The love of our country has, in all times, been a subject of warm commendations; and it is certainly a noble passion; but, like all other passions, it requires regulation and direction. There are mistakes and prejudices by which, in this instance, we are in particular danger of being misled. I will briefly mention some of these to you, and observe,

First, That by our country is meant, in this case, not the soil, or the spot of earth on which we happen to have been born; not the forests and fields, but that community of which we are members; or that body of companions and friends and kindred who are associated with us under the same constitution of government, protected by the same laws, and bound together by the same civil polity.
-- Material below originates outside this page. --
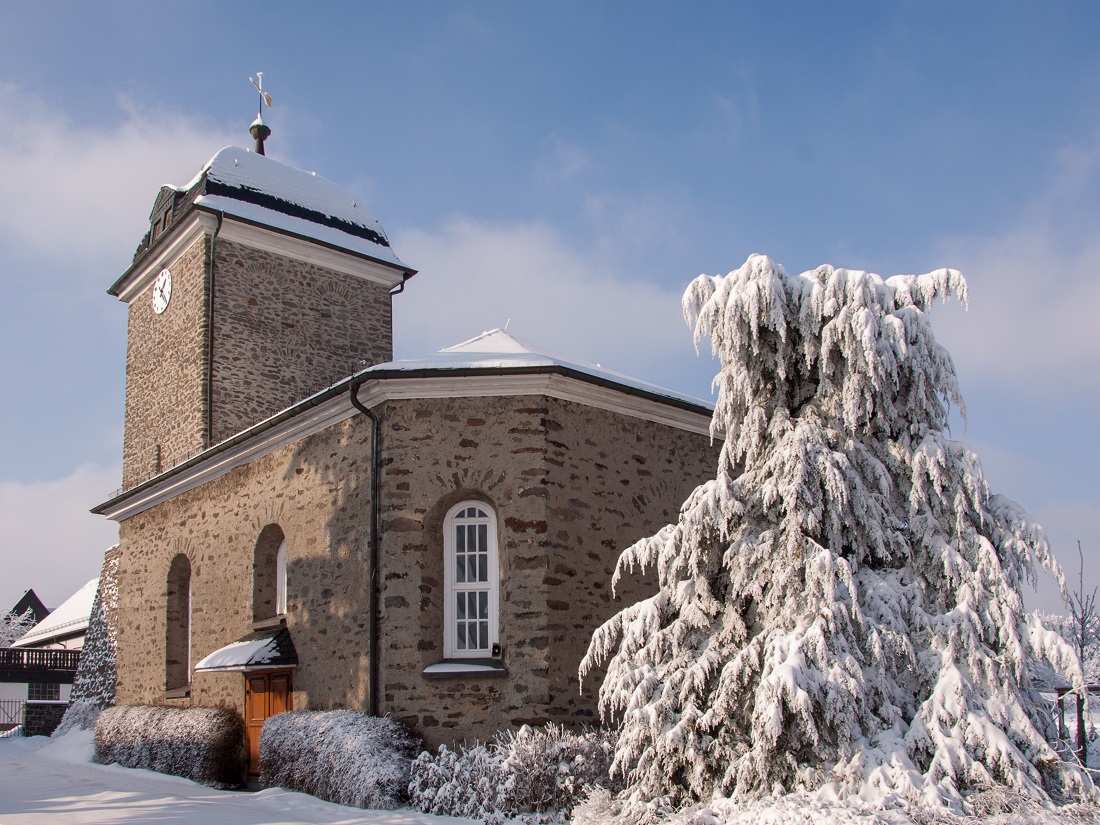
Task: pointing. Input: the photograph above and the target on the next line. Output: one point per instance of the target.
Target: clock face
(162, 292)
Secondly, It is proper to observe, that even in this sense of our country, that love of it which is our duty, does not imply any conviction of the superior value of it to other countries, or any particular preference of its laws and constitution of government. Were this implied, the love of their country would be the duty of only a very small part of mankind; for there are few countries that enjoy the advantage of laws and governments which deserve to be preferred. To found, therefore, this duty on such a preference, would be to found it on error and delusion. It is however a common delusion. There is the same partiality in countries, to themselves, that there is in individuals. All our attachments should be accompanied, as far as possible, with right opinions. We are too apt to confine wisdom and virtue within the circle of our own acquaintance and party. Our friends, our country, and, in short, every thing related to us, we are disposed to overvalue. A wise man will guard himself against this delusion. He will study to think of all things as they are, and not suffer any partial affections to blind his understanding. In other families there may be as much worth as in our own. In other circles of friends there may be as much wisdom; and in other countries as much of all that deserves esteem; but, notwithstanding this, our obligation to love our own families, friends, and country, and to seek, in the first place, their good, will remain the same.

Thirdly, It is proper I should desire you particularly to distinguish between the love of our country and that spirit of rivalship and ambition which has been common among nations. What has the love of their country hitherto been among mankind? What has it been but a love of domination; a desire of conquest, and a thirst for grandeur and glory, by extending territory, and enslaving surrounding countries? What has it been but a blind and narrow principle, producing in every country a contempt of other countries, and forming men into combinations and factions against their common rights and liberties? This is the principle that has been too often cried up as a virtue of the first rank: a principle of the same kind with that which governs clans of Indians, or tribes of Arabs, and leads them out to plunder and massacre. As most of the evils which have taken place in private life, and among individuals, have been occasioned by the desire of private interest overcoming the public affections; so most of the evils which have taken place among bodies of men have been occasioned by the desire of their own interest overcoming the principle of universal benevolence: and leading them to attack one another?s territories, to encroach on one another’s rights, and to endeavour to build their own advancement on the degradation of all within the reach of their power?what was the love of their country among the Jews, but a wretched partiality to themselves, and a proud contempt of all other nations? What was the love of their country among the old Romans? We have heard much of it; but I cannot hesitate in saying that, however great it appeared in some of its exertions, it was, in general, no better than a principle holding together a band of robbers in their attempts to crush all liberty but their own. What is now the love of his country in a Spaniard, a Turk, or a Russian? Can it be considered as any thing better than a passion for slavery, or a blind attachment to a spot where he enjoys no rights, and is disposed of as if he was a beast?